Toutes ces tactiques servent à répandre
la crainte et le désespoir parmi les Palestiniens, les préparant
finalement à l’annexion et à l’expulsion.
Éliminer la résistance
Aujourd’hui,
nous assistons à la poursuite de la Nakba à Gaza et en Cisjordanie.
L’objectif d’Israël est d’expulser les Palestiniens et de tenter
d’assimiler les survivants, comme il a essayé de le faire avec les
Palestiniens de 1948.
Aujourd’hui, ces survivants ont la
citoyenneté israélienne, mais sont traités comme des citoyens de seconde
zone et souvent exposés à des pratiques discriminatoires et violentes
de la part des citoyens juifs-israéliens et des autorités.

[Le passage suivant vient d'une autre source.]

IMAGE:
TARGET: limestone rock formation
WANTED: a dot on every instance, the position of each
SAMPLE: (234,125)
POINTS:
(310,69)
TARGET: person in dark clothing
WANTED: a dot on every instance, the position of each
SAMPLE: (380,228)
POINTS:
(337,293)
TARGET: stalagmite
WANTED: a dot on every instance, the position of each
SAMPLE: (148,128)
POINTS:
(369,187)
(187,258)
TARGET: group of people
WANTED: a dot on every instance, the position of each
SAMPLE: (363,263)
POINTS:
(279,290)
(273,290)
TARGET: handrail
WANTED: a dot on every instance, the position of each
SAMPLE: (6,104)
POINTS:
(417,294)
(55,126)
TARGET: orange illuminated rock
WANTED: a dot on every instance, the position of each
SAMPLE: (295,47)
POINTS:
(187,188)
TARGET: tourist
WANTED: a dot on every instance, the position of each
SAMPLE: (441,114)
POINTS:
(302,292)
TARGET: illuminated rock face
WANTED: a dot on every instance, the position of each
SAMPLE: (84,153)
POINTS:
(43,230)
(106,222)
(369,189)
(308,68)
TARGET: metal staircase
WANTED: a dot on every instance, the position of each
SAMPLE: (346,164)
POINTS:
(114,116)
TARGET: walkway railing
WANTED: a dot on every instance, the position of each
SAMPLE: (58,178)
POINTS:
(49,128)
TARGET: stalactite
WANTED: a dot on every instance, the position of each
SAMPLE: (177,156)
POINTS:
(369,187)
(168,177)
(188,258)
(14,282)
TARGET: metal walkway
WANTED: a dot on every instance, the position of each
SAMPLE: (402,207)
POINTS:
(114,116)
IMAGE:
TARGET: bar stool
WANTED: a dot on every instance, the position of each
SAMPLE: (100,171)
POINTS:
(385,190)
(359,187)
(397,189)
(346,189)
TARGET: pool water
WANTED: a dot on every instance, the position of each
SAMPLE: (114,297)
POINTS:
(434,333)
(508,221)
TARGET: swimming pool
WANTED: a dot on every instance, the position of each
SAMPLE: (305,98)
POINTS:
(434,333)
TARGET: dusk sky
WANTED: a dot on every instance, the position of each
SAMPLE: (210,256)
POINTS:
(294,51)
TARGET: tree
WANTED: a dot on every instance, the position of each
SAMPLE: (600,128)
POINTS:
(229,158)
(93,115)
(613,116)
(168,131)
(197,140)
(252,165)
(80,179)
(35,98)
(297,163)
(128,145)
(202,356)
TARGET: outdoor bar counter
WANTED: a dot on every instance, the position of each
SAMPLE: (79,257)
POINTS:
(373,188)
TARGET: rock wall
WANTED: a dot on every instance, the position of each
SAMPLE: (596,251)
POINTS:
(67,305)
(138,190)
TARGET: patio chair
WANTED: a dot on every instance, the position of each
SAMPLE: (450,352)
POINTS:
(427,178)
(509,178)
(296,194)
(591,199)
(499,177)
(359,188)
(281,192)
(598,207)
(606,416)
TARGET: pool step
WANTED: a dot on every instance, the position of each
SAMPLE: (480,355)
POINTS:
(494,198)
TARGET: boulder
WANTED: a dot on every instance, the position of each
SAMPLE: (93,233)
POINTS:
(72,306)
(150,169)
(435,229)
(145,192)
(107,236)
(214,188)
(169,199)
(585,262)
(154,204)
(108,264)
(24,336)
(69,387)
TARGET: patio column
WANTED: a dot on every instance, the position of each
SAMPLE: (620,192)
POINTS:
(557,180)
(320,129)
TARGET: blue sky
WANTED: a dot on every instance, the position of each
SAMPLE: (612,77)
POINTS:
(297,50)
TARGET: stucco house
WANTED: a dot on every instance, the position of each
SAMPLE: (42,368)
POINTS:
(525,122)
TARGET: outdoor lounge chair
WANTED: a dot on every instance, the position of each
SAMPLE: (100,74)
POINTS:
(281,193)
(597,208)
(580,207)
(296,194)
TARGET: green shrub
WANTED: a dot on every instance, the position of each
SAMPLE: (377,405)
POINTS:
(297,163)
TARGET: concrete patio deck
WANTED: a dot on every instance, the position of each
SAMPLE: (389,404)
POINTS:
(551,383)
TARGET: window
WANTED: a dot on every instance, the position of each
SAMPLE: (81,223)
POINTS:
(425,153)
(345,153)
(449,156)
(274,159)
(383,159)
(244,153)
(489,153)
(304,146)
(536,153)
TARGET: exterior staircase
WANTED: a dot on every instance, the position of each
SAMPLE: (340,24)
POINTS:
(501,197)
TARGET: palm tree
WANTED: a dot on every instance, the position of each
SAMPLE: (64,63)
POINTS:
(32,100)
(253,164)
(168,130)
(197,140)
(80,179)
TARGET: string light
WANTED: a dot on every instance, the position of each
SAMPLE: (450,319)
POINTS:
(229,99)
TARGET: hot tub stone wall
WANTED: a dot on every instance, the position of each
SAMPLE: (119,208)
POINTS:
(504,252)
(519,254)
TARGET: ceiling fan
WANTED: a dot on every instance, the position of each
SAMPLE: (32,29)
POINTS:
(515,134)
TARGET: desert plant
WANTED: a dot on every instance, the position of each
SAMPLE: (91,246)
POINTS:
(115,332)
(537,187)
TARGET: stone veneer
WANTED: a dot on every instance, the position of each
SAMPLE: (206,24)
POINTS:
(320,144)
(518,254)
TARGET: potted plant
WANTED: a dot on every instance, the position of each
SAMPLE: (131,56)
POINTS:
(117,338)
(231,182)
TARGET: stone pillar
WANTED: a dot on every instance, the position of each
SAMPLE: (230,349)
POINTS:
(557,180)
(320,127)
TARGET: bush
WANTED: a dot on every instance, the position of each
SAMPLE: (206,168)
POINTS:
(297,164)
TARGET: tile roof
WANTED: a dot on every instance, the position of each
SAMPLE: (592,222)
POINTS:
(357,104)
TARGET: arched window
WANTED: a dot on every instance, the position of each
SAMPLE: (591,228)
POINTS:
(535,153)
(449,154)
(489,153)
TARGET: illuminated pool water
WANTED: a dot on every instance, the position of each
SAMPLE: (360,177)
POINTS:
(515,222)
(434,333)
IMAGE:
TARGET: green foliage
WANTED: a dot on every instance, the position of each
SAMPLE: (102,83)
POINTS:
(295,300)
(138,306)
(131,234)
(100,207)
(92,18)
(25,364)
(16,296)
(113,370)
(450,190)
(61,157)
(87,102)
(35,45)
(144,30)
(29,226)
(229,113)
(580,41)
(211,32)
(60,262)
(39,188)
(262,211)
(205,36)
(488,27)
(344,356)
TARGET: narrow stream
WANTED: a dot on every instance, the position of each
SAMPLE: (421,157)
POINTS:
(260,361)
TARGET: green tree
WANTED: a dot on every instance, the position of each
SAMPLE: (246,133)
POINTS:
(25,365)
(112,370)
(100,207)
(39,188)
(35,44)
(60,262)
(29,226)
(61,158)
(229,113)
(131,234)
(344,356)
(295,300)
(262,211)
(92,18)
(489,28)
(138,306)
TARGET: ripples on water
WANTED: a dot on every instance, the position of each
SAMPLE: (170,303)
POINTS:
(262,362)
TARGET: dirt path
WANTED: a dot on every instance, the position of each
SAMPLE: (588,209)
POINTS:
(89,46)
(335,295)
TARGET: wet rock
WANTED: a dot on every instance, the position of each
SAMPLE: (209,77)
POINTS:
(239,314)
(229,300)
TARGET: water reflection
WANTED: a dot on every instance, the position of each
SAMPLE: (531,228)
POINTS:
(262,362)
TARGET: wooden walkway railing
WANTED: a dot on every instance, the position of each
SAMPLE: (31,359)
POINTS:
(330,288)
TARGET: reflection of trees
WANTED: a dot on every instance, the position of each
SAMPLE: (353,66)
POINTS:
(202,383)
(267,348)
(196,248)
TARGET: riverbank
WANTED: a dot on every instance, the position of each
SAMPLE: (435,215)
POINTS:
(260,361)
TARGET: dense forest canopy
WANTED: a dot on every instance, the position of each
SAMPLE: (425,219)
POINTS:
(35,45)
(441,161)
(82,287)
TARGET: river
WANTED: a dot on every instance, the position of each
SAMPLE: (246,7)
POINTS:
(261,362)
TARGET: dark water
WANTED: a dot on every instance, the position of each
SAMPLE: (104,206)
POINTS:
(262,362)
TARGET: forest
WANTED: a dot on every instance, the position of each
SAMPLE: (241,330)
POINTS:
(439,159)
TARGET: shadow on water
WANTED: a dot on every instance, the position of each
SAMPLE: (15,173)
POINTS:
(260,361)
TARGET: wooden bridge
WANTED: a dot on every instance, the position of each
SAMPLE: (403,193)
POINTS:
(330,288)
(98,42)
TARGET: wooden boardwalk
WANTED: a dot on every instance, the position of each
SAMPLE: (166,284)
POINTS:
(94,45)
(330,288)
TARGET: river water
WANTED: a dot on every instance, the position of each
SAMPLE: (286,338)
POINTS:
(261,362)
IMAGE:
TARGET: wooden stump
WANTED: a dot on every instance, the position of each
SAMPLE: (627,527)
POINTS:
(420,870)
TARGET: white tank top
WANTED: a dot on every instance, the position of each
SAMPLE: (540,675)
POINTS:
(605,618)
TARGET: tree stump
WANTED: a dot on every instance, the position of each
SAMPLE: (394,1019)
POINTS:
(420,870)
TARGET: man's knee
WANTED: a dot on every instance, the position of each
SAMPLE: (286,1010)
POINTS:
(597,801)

Face à cette catastrophe imminente, les Palestiniens de Cisjordanie sont livrés à eux-mêmes.
L’Autorité
palestinienne (AP) est le seul acteur palestinien ayant accès aux
armes, mais elle n’a rien fait pour protéger les Palestiniens contre la
violence israélienne.
Les forces de sécurité de l’AP, fortes de 10
500 hommes, sont formées par les États-Unis et la Jordanie au maintien
de l’ordre, et non à la confrontation avec une autre force armée.
Pire
encore, ces forces et les unités de renseignement ont directement aidé
Israël à attaquer et à démanteler toutes les poches de résistance armée
en Cisjordanie au cours des dernières années.
Contrairement aux
affirmations de la propagande israélienne, les jeunes qui ont décidé de
prendre les armes – principalement concentrés à Naplouse et Jenine – ne
font pas partie du Hamas ; certains sont membres du Fatah ou sont des
transfuges des forces de l’Autorité palestinienne, mais beaucoup n’ont
aucune affiliation politique.
Depuis le 7 octobre, l’armée
israélienne s’est attachée à éradiquer ces groupes de résistance afin
que la population civile de Cisjordanie soit totalement démunie face à
la violence, à la dépossession et à l’expulsion.
Mais à mesure
qu’Israël intensifie la violence, la résistance palestinienne apparait.
Les Palestiniens ne cesseront pas de lutter contre l’occupation et
l’apartheid simplement parce qu’ils n’en ont pas les moyens.
Personne ne veut vivre au bord de la survie, poussé et maintenu au bord du gouffre par un régime étranger.
Le
moins que le monde puisse faire est de cesser de donner tête baissée
dans la propagande israélienne et de défendre le droit des Palestiniens à
résister à leur colonisateur et à leur oppresseur dans leur quête de
libération.
C’est le moment de rassembler le courage nécessaire
pour s’exprimer et mettre un terme à la volonté génocidaire d’Israël.
C’est ici que les livres d’histoire nous offrent la possibilité de
reconnaître que les États d’apartheid violents fondés sur des massacres
ne sont ni légitimes, ni durables.
* Mariam Barghouti est une
écrivaine palestino-américaine basée à Ramallah. Ses commentaires
politiques sont publiés, notamment, dans l’International Business Times, le New York Times, la chaîne de télévision TRT-World Mariam Barghouti est également correspondante en Palestine du site d’informations et d’analyses Mondoweiss.